Primary, Remy’s is supposed to be offered as an individual Lightning Lane reservation. This requires each person who wants to ride to pay a flat fee. This fee can change, but is typically around $9 per person.
Not a huge deal for a single rider or couple, but it starts to add up.
However, Disney periodically moves Remy’s Ratatouille Adventure over to the Disney Genie+ line cutting option.
In this one, guests pay $15 per person, per day to have access to the line skipping function on multiple rides. With this you at least get to ride multiple rides for your $15 per person instead of just one.
Before your trip, check to see which category of paid FastPass options Remy’s shows up in.
Honestly, I think you can get on the ride with a relatively short wait without paying extra money for it.
Remy’s Ratatouille Adventure Review
With all of this information on board I want give an overall review of Remy’s Ratatouille Adventure. On the whole, this is a welcome addition. As I mentioned, Epcot doesn’t have as many attractions as it probably should for the modern level of crowds.
Because of this, I’d welcome pretty much any new ride offering. Because of that, I look upon Remy’s Ratatouille Adventure with a friendly eye.
That being said, my overall opinion of the ride is that it’s cute. Perhaps not the most glowing review, but don’t be scared off.
I do enjoy this ride, don’t get me wrong. It’s entertaining and has some really bright spots that make it fun. Seriously, just the trackless ride technology makes me enjoy it. As I mentioned, it’s just a smooth type of dance.
Because the vehicles move in a different way than we’re used to, that adds to the novelty and enjoyment. Considering that’s my favorite part, it makes sense that my least favorite part is all the time sitting in front of a screen.
Clearly, this is necessary for the storyline, so it’s not all bad. It’s just the weakest part.
This is compounded by the fact that there’s a lot of this ride that Disney definitely phoned in. Remy’s Ratatouille Adventure was first built in Disneyland Paris.
The Remy’s found in Epcot is an exact replica of that ride. They didn’t make any effort to make improvements in the weaknesses.
The major weakness is that you spend a vast majority of the ride parked in front of a screen. And you can tell. That’s the main problem. There’s no effort made to perpetuate the feeling that you are in fact a rat scurrying through the scene.
I mean, you can see where the screen meets the floor as there’s no attempt to camouflage to help suspend your disbelief. This ride was originally built in Paris before Rise of the Resistance and Mickey and Minnie’s Runaway Railway were built.
Both of these rides show the improvements that they’ve made in how to set up the ride for max effect. That’s why Remy’s is a bit of a let down. Instead of just making an exact replica of the older version of technology, it could have been improved upon.

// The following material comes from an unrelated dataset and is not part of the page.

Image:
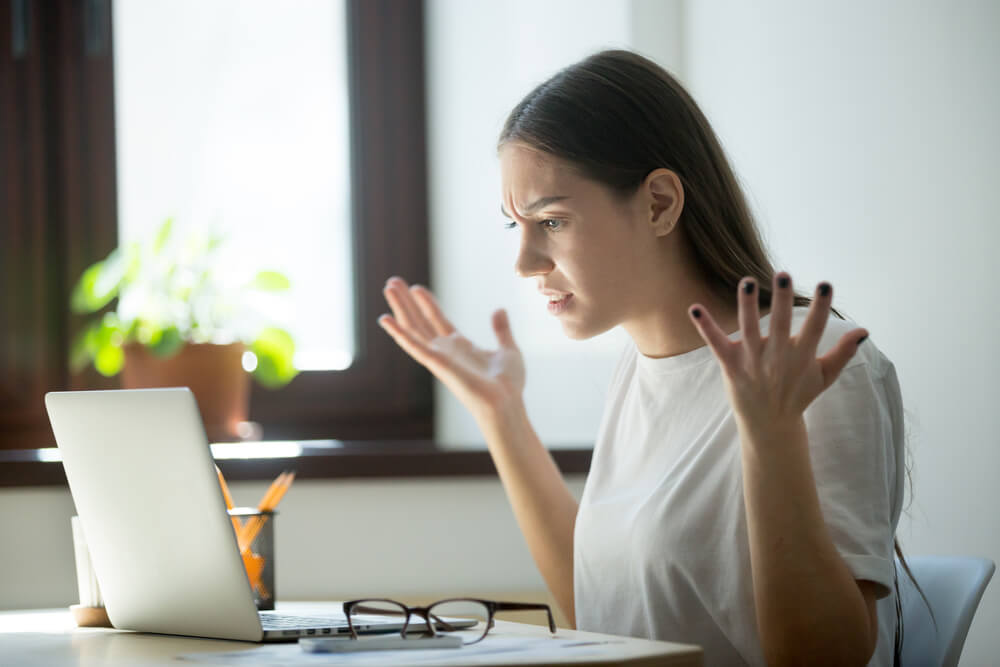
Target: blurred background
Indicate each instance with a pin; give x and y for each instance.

But all of that being said, the ride is lighthearted fun. These are basically nit-picky complaints that won’t bother most people. It’s a fun ride for families to go on together.
It’s also a very welcome addition to the ride line up, specifically what’s offered in World Showcase. Because of this, I do think it’s a ride worth going on.

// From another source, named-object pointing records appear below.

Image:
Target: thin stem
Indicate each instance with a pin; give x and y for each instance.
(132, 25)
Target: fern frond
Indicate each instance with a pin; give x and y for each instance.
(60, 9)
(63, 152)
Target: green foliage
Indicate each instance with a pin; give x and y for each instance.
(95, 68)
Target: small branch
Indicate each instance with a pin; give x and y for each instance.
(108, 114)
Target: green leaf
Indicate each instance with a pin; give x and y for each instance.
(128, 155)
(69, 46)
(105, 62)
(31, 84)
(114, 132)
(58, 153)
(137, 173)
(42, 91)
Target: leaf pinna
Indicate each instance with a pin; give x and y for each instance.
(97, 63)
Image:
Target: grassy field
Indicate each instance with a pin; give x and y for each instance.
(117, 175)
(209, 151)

Would I want to wait more than a half hour? Definitely not. Would I pay extra money to ride it? Nope. But it is good enough to put in some effort to try to ride it at some point during the day.
Final Thoughts on Remy’s Ratatouille Adventure
As I hope you can tell, Remy’s Ratatouille Adventure is definitely worth your time. It’s just not work an hour of your time.

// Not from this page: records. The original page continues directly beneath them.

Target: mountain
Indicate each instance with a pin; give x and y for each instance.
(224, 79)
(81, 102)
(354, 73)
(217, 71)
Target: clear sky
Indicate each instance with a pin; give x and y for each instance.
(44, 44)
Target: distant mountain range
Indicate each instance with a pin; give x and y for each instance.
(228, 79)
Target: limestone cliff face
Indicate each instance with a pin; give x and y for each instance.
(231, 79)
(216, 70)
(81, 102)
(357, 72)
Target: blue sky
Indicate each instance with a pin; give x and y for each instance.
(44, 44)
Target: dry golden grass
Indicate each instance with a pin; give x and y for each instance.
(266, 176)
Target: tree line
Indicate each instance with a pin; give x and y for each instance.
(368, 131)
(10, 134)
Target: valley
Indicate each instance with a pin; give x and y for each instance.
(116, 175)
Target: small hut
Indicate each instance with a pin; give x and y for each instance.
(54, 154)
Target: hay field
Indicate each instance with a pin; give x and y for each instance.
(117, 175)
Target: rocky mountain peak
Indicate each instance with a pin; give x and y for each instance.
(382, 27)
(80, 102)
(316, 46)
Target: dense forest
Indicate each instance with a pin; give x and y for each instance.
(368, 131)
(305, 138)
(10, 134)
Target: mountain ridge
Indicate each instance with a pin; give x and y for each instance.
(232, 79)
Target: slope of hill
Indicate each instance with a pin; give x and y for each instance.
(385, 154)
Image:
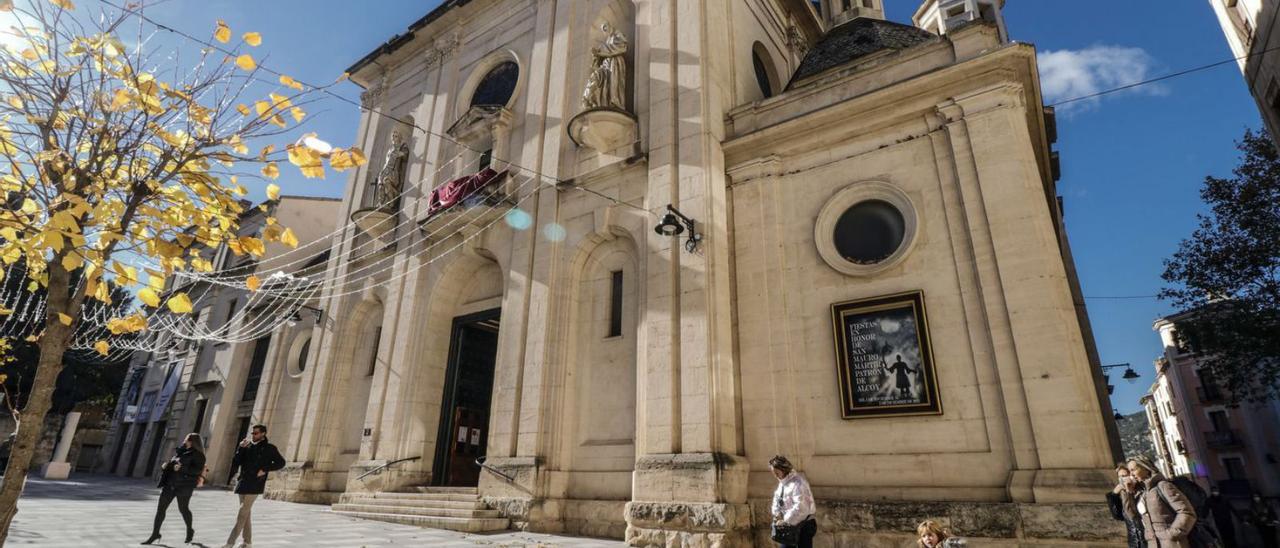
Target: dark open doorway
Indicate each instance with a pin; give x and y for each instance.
(467, 393)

But on the whole, it’s an enjoyable ride that most people are going to like. Kids especially will love the look and feel of the ride. And I always love when family members of all ages can go on rides together.
Having another ride in World Showcase is also a massive plus. And this is the only ride on this side of World Showcase, so it’s very welcome.
With new that the new Mary Poppins ride is now off the table following the pandemic, it looks like Remy’s will be on it’s old to hold down the fort on that half of World Showcase. This is a shame since we’ve already established that Epcot does need more rides.
But either way, add Remy’s Ratatouille Adventure onto your list of rides you want to do at Epcot.